Animating the Architect: An Origen Story Experiment

For my first published generative AI video experiment, I thought it would be fun to try and bring to life the Antoni Gaudí quote that inspired the name Origen Story. Gaudí's work merging biomorphic forms with modernisme architecture is a constant source of inspiration for me in Barcelona, and I wanted to capture some of that awe.
The result is a 40-second video where an AI-generated Gaudí speaks in Catalan about his architectural philosophy while the camera moves through animated versions of his works. But getting there meant pushing against the current limitations of AI tools in three key areas:
- Generating audio in lesser-known languages: Gaudí spoke Catalan and was a fierce advocate for his language and culture. He unabashedly spoke it in public even after it was prohibited and was imprisoned for doing so. The voice generation tools are impressive with English right now, but I wanted to see how voice generation and lip syncing would handle a language with far less training data.

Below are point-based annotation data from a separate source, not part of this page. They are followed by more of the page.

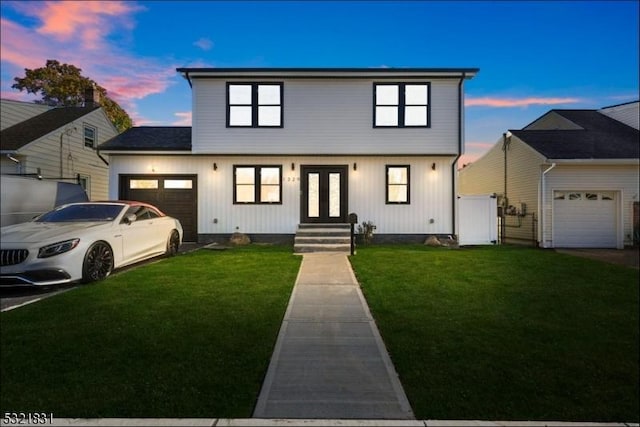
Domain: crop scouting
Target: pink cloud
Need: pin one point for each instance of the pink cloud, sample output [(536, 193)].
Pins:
[(78, 33), (90, 20), (184, 118), (476, 145), (497, 102), (204, 43)]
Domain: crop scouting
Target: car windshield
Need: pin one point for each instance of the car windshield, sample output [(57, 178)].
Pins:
[(81, 213)]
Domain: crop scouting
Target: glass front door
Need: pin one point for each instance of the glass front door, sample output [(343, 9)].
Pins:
[(324, 194)]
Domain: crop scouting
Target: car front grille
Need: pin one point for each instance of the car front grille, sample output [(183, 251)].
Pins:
[(13, 256)]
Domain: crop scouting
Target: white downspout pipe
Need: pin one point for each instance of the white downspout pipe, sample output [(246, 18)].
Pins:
[(541, 203)]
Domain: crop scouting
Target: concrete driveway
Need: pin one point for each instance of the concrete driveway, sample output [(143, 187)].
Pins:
[(629, 257)]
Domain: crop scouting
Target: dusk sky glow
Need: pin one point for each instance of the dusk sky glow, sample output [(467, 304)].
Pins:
[(533, 56)]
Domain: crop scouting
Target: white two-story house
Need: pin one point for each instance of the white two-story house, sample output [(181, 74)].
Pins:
[(271, 149)]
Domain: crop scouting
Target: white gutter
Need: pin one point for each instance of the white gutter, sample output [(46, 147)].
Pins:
[(541, 203)]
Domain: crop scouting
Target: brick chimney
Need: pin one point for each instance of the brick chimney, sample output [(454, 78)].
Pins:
[(91, 97)]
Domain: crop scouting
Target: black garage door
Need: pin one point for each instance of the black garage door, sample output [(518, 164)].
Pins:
[(175, 195)]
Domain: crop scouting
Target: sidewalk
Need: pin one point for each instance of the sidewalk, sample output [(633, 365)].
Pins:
[(329, 361)]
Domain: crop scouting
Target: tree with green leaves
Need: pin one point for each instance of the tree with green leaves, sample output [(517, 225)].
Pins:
[(63, 85)]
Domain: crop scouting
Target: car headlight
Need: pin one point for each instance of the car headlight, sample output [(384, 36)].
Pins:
[(57, 248)]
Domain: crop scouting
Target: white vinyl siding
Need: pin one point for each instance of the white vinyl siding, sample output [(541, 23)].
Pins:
[(14, 112), (324, 116), (430, 211), (44, 154), (486, 176)]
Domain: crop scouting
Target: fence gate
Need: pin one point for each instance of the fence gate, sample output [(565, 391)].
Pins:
[(478, 220)]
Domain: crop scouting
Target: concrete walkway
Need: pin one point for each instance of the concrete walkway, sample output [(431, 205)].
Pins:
[(329, 361)]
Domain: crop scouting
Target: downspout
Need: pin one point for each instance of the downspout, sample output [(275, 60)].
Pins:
[(61, 148), (101, 158), (506, 140), (454, 172), (541, 217)]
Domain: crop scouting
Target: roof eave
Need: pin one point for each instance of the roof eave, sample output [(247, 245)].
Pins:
[(115, 152), (190, 73), (631, 161)]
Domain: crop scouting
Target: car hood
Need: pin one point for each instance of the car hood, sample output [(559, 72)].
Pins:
[(43, 232)]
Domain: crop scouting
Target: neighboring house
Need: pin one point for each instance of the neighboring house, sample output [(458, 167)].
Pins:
[(270, 149), (13, 112), (56, 143), (569, 179)]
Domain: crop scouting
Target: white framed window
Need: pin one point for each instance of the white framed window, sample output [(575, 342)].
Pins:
[(254, 104), (90, 136), (401, 105), (257, 184)]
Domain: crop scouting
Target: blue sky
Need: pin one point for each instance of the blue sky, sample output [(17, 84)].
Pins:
[(533, 56)]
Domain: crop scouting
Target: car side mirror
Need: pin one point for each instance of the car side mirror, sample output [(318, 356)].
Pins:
[(130, 219)]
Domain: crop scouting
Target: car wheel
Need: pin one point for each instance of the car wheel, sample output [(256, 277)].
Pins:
[(173, 244), (98, 262)]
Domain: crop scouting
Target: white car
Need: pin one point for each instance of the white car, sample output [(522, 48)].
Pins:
[(84, 242)]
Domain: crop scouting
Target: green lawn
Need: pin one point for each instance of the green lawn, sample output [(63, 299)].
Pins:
[(506, 333), (190, 336)]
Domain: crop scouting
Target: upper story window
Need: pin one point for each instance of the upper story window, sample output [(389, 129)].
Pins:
[(89, 136), (398, 184), (254, 104), (257, 184), (401, 105)]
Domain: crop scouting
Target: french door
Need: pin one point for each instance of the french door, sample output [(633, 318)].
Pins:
[(324, 194)]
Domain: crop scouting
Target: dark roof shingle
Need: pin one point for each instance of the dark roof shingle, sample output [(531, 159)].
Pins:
[(17, 136), (601, 138), (151, 138)]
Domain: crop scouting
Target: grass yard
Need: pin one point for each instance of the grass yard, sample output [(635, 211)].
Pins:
[(189, 336), (506, 333)]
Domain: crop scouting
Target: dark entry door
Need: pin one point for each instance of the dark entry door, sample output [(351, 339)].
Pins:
[(324, 194)]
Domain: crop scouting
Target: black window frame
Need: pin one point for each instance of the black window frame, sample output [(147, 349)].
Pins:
[(92, 144), (255, 106), (257, 184), (402, 104), (387, 185)]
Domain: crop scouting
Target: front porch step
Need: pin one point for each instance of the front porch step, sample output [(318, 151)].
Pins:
[(323, 238)]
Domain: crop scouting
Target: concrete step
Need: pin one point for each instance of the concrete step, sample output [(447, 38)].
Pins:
[(321, 247), (323, 238)]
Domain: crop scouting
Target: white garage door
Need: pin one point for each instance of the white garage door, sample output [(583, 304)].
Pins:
[(584, 219)]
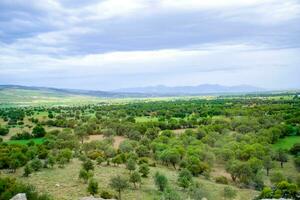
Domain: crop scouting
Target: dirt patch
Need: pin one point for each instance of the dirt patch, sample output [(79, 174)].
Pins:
[(117, 139)]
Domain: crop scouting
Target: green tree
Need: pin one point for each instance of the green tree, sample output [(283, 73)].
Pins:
[(119, 184), (85, 175), (36, 164), (27, 170), (229, 193), (131, 165), (281, 156), (144, 170), (170, 194), (4, 130), (88, 165), (135, 178), (81, 132), (38, 131), (93, 187), (268, 164), (161, 181), (185, 178)]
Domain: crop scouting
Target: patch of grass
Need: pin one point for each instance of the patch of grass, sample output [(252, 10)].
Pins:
[(146, 119), (64, 184), (35, 140), (287, 142)]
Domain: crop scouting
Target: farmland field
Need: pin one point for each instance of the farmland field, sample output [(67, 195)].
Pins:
[(223, 145)]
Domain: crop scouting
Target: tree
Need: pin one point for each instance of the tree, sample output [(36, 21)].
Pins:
[(81, 132), (282, 157), (229, 193), (4, 130), (185, 178), (144, 170), (152, 133), (88, 165), (51, 161), (268, 164), (161, 181), (117, 160), (27, 170), (100, 160), (131, 165), (36, 164), (119, 184), (38, 131), (93, 187), (135, 178), (85, 175), (170, 194)]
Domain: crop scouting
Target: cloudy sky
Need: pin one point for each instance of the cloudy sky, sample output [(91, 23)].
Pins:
[(109, 44)]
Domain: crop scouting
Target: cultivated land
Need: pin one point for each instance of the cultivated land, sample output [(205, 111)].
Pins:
[(222, 142)]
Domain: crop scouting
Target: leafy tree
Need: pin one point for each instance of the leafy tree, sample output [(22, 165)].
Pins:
[(144, 170), (100, 160), (268, 164), (81, 132), (27, 170), (297, 162), (38, 131), (161, 181), (229, 193), (88, 165), (281, 156), (131, 165), (4, 130), (36, 164), (170, 194), (85, 175), (93, 187), (277, 177), (51, 161), (185, 178), (119, 184), (135, 178)]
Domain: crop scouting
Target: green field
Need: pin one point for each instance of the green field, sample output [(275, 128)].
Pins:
[(287, 142)]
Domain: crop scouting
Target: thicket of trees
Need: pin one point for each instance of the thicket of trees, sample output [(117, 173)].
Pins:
[(237, 133)]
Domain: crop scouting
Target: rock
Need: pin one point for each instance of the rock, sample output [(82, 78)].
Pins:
[(20, 196)]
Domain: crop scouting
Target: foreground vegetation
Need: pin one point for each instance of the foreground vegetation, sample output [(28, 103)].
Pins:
[(222, 148)]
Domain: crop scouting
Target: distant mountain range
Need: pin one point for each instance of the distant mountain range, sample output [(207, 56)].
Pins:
[(150, 91), (192, 90)]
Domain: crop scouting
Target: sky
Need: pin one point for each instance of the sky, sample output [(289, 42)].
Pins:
[(110, 44)]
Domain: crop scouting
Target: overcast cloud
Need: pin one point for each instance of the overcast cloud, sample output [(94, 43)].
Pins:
[(109, 44)]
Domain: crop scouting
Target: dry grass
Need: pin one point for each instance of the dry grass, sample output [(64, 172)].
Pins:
[(64, 184)]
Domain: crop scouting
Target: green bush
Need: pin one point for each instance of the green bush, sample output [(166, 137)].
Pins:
[(222, 180)]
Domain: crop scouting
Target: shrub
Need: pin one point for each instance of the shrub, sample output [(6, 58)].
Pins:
[(4, 130), (222, 180), (38, 131), (36, 164), (106, 195), (161, 181), (93, 187)]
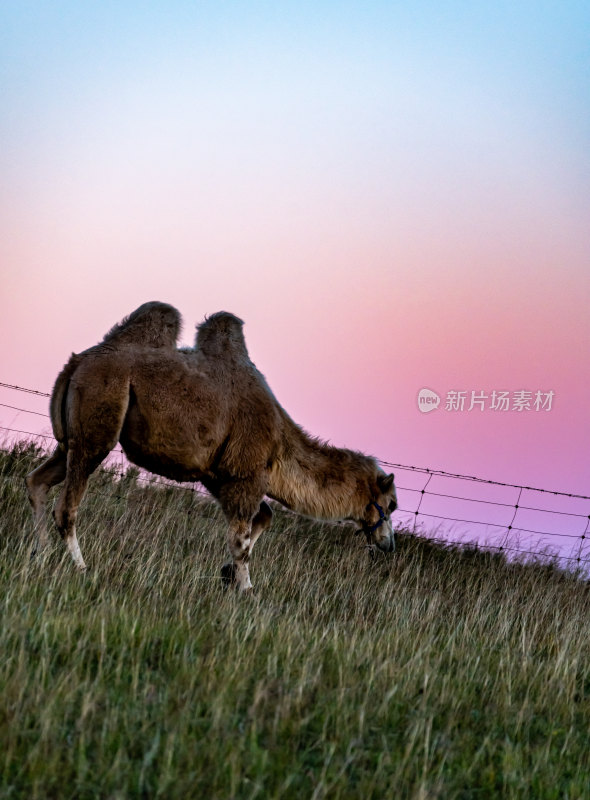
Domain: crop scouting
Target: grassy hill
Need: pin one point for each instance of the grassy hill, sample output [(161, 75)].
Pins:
[(436, 672)]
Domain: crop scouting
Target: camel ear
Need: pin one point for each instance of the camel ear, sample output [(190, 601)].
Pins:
[(385, 482)]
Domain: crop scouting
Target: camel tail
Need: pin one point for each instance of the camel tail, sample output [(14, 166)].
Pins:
[(57, 404)]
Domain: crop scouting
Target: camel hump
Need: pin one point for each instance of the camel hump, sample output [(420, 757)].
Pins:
[(153, 324), (221, 335)]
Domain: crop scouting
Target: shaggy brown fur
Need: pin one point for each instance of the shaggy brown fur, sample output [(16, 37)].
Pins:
[(203, 415)]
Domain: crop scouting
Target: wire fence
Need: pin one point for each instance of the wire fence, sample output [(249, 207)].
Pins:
[(458, 509)]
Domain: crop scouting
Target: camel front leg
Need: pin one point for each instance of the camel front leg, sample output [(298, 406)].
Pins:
[(260, 523), (38, 483)]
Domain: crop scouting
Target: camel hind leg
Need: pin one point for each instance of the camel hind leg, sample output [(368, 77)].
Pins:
[(38, 483)]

- Creating a consistent historical figure: The Origen Story ethics code is clear about needing consent from private individuals to portray them using generative AI. A different standard typically applies to public figures, as there are legitimate educational reasons to portray historical figures. This is admittedly a tricky area, and I wanted to find where my personal line was in creating a visual style that would portray a public figure without confusing the historical record.
- One-shot creation: Most generative AI video produces 5 to 10 second clips using a generated image and then prompting the action. Increasingly, models like Kling use start and end images that allow you to stitch shots together to create longer shots or complex "oner" camera movements that would be difficult if not impossible in the real world. I wanted to play with different transitions and movements to see what worked with this approach.

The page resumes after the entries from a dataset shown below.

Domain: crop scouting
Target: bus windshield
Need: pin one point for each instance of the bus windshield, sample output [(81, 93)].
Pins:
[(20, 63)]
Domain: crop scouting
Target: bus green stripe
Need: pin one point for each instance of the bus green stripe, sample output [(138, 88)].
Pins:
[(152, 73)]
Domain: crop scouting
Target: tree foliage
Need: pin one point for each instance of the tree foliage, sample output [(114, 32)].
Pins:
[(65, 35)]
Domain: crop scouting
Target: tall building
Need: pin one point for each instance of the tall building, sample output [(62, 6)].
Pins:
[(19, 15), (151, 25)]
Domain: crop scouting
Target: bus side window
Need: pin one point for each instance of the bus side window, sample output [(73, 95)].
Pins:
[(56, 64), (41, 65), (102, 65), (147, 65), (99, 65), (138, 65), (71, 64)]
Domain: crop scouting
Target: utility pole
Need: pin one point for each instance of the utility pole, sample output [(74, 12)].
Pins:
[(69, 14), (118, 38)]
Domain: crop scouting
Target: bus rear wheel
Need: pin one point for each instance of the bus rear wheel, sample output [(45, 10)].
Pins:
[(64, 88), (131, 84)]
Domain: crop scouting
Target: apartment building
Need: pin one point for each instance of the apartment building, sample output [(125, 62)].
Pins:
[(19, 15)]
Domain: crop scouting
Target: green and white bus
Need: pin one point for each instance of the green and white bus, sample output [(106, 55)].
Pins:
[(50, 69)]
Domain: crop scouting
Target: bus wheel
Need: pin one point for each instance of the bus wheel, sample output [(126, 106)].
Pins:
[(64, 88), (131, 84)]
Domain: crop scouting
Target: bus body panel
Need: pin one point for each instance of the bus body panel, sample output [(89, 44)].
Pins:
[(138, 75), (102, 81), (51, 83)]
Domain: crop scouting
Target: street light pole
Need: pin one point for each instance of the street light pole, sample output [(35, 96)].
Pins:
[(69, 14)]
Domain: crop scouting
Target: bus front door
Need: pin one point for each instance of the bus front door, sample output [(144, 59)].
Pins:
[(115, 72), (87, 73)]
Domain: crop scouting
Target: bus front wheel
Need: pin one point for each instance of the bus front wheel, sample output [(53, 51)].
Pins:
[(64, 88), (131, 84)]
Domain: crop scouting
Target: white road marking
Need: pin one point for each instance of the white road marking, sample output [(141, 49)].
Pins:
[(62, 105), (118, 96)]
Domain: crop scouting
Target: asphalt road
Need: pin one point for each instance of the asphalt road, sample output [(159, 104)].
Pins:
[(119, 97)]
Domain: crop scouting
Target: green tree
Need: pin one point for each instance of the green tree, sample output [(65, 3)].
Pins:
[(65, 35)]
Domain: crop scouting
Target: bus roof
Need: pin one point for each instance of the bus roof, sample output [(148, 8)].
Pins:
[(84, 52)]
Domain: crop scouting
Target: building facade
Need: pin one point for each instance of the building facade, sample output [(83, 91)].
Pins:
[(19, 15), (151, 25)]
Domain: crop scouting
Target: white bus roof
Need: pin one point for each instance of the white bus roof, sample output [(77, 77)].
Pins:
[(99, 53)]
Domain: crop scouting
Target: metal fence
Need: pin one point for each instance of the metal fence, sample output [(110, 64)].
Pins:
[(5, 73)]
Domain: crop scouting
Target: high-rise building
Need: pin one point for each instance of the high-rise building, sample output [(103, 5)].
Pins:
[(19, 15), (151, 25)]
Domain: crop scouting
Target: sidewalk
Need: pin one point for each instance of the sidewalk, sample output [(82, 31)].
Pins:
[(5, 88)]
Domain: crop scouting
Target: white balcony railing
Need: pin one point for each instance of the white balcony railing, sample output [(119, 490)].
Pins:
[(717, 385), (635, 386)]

Before diving into how I tackled these challenges, I should note that this is very much an experiment. For the past year, I've been iterating (and often failing) mostly in private. While that's been a valuable learning experience, I realize it doesn't help anyone if the work never sees the light of day. So I'm embracing the imperfect and sharing the process here, hoping we can figure this out together.

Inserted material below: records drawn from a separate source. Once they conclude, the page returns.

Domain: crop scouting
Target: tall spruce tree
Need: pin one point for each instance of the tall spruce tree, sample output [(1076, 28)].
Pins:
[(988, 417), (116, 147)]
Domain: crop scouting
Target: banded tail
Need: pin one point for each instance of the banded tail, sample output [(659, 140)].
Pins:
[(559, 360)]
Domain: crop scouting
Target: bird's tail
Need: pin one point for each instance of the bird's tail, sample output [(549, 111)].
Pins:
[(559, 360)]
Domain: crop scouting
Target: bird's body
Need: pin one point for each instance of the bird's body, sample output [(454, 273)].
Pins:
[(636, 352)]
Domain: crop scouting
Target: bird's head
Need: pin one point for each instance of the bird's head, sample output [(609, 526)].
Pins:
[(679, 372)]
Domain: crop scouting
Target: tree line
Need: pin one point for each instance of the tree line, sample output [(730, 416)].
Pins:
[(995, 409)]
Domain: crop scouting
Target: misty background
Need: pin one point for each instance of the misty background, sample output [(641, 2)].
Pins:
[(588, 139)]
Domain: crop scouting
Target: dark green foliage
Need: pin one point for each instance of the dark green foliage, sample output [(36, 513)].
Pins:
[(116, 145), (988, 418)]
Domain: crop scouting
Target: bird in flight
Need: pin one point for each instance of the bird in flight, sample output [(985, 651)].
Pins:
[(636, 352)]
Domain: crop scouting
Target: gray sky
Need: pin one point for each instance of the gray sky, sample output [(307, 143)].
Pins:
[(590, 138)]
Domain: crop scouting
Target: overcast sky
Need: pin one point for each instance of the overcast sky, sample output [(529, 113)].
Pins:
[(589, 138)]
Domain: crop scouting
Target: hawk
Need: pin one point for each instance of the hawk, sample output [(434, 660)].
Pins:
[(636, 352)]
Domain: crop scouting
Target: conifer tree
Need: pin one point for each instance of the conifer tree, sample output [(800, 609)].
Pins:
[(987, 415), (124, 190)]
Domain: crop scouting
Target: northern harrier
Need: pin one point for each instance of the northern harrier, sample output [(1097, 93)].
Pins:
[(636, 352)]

Step 1: Finding Gaudí's Voice
To create Gaudí's voice, my first stop was Matxa, a model developed by Project AINA at the Barcelona Supercomputing Center. It offers multiple Catalan dialects, but only two voices (male and female). The male voice was too young for my needs, so I tried ElevenLabs and was pleasantly surprised at the quality of the Catalan voices on offer. I was able to choose an age-appropriate voice, add pauses and breath, and get close to the sound I was after.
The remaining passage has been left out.